Table 2. Antimicrobial activity of the endophytic bacteria of selected Iranian medicinal plant species†. Endophytes with negative antimicrobial effects are not shown

4.  Discussion

      In this study, we demonstrated that filtrates from the culture of endophytic bacteria and fungi grown aerobically in LB and YEB media displayed antibacterial, and antifungal activities. These results suggest the presence of either good antimicrobial potency of the filtrates or of a high concentration of some active principles in the filtrates of strains showing positive biological activities. Other endophytic fungal and bacterial filtrates which showed low or lack of antimicrobial activity in the bioassays may have active compounds but probably in smaller amounts and/or the screened filtrates could yield more potent compounds once they had undergone some purification [7]. Also, extracts which showed no antimicrobial activity in these assays may be active against other microbes which were not tested.

      There have been some studies on isolating and detecting antimicrobial activities of fungal endophytes from other medicinal plants. For example, Sette et al. [4] isolated and identified 25 fungal strains from Coffea Arabica and 14 fungal strains from Coffea robusta. Liu et al.

[8]  identified 16 fungal strains from the variant tissues of Argyrosomus argentatus while Son

[9]    obtained 121 fungal isolates from 62 different types of medicinal plants. However, in our study only eight distinct fungal endophytes were isolated from five examined medicinal plants. It is possible that there is less diversity of the fungal endophytes in the examined plants or in isolation methods some modification are required, so some other endophytes have not been isolated so far. In our screening assays of R. pulcher endophytic culture filtrates, a wide variety of biological activities were detected (Tables 1and 2). Four (out of 5) isolated endophytic bacteria from this plant showed anti S. aureus activity, an important human pathogen. Slepecky and Hemphill [10] reported that most of the antibiotics produced by Bacillus spp. are active against gram-positive organisms, although there are exceptions.

       Moreover culture filtrates of Bacillus spp^b isolated from leaves and branches of R. pulcher, and Bacillus spp from leaves of H. scabrum inhibited mycellial growth of all 3 indicator fungi, indicating that the antifungal compounds in the filtrates exhibit a wide spectrum of antifungal activity.

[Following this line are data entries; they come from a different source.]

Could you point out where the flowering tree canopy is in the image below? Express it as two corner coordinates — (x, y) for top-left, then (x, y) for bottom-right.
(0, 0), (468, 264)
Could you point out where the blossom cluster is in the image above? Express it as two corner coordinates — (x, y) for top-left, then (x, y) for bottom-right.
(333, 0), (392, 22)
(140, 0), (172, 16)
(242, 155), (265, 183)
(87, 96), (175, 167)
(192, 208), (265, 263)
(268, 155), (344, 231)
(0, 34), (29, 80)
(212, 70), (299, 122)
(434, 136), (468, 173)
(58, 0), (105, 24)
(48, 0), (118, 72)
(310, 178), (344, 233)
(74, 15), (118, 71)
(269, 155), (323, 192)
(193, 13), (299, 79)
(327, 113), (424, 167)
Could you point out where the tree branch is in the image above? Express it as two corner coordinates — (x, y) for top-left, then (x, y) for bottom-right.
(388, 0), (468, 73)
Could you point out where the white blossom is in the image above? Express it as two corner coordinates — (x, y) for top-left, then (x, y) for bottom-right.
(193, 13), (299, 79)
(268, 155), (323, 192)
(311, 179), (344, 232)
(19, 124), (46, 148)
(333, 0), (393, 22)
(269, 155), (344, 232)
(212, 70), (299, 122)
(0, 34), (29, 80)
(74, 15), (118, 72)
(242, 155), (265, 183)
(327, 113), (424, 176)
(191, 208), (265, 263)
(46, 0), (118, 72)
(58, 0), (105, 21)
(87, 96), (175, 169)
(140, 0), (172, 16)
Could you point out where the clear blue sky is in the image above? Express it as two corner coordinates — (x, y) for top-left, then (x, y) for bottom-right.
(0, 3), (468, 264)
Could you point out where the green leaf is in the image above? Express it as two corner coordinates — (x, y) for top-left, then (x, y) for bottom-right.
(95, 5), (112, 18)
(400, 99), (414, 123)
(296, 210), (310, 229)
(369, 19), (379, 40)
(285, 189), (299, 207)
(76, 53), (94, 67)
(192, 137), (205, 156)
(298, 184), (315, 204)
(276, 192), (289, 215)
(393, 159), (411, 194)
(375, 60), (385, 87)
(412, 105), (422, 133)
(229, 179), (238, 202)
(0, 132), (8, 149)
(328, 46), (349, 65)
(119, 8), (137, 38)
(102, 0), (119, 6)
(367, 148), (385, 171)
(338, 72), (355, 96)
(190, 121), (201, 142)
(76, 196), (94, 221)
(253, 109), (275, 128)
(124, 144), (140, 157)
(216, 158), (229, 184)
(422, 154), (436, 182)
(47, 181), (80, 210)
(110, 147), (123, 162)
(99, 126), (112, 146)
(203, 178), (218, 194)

        All filtrates from fungal endophytes of R. pulcher showed antifungal activity against at least one indicator fungi, and four (out of 5) isolated endophytic bacteria showed anti S. aureus activity. This plant is used for treatment of various ailments by local people. So, we suggest a more detailed study on endophytes of this medicinal plant. Eight out of 15 (53.3%) isolated endophytes from these medicinal plants showed anti S. aureus activity. Reports indicate endophytic microorganisms from other medicinal plants also show this activity [4, 5, 11].

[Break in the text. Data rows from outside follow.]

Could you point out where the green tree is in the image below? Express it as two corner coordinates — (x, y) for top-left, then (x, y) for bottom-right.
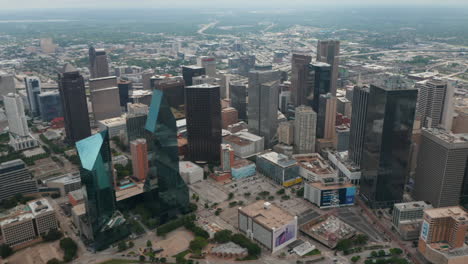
(214, 229), (232, 243)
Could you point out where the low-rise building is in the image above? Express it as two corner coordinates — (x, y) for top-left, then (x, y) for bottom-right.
(238, 200), (297, 253)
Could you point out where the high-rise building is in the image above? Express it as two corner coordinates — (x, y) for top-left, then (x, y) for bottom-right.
(294, 105), (317, 154)
(416, 79), (454, 131)
(413, 128), (468, 207)
(185, 84), (221, 163)
(418, 206), (468, 264)
(317, 40), (340, 96)
(360, 83), (418, 207)
(130, 138), (148, 181)
(248, 71), (280, 147)
(76, 130), (129, 250)
(291, 54), (313, 106)
(24, 77), (41, 117)
(89, 76), (122, 121)
(229, 82), (247, 121)
(198, 56), (216, 77)
(145, 90), (191, 223)
(348, 86), (369, 166)
(39, 91), (63, 122)
(89, 46), (109, 79)
(182, 65), (206, 86)
(0, 159), (38, 202)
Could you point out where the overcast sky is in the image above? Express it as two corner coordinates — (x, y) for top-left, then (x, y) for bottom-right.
(0, 0), (468, 9)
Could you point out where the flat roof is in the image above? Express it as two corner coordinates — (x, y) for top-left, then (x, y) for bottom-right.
(239, 200), (294, 230)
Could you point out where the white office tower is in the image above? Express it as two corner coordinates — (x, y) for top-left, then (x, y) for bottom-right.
(294, 105), (317, 154)
(24, 76), (41, 117)
(3, 93), (37, 151)
(198, 56), (216, 77)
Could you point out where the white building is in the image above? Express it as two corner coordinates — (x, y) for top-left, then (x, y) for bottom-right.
(238, 200), (298, 253)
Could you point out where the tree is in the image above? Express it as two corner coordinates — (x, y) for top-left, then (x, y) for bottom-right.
(214, 229), (232, 243)
(0, 244), (13, 259)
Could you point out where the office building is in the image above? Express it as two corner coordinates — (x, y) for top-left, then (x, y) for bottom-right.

      None of the isolated endophytes showed antibacterial activity against E-coli. However, anti E-coli activity of endophytes from other medicinal plants is reported [11]. Data exhibited here suggests that examined Iranian medicinal plants are good source to search endophytic microorganisms, emphasizing the potential of natural compounds that can be used in agriculture, clinics and pharmaceutical industry.

     In conclusion, endophytic microorganisms are a very promising source for production of bioactive compounds. Further investigations is suggested in order to classify the microorganisms and exploit the potential of the substance produced to inhibit pathogenic microorganisms.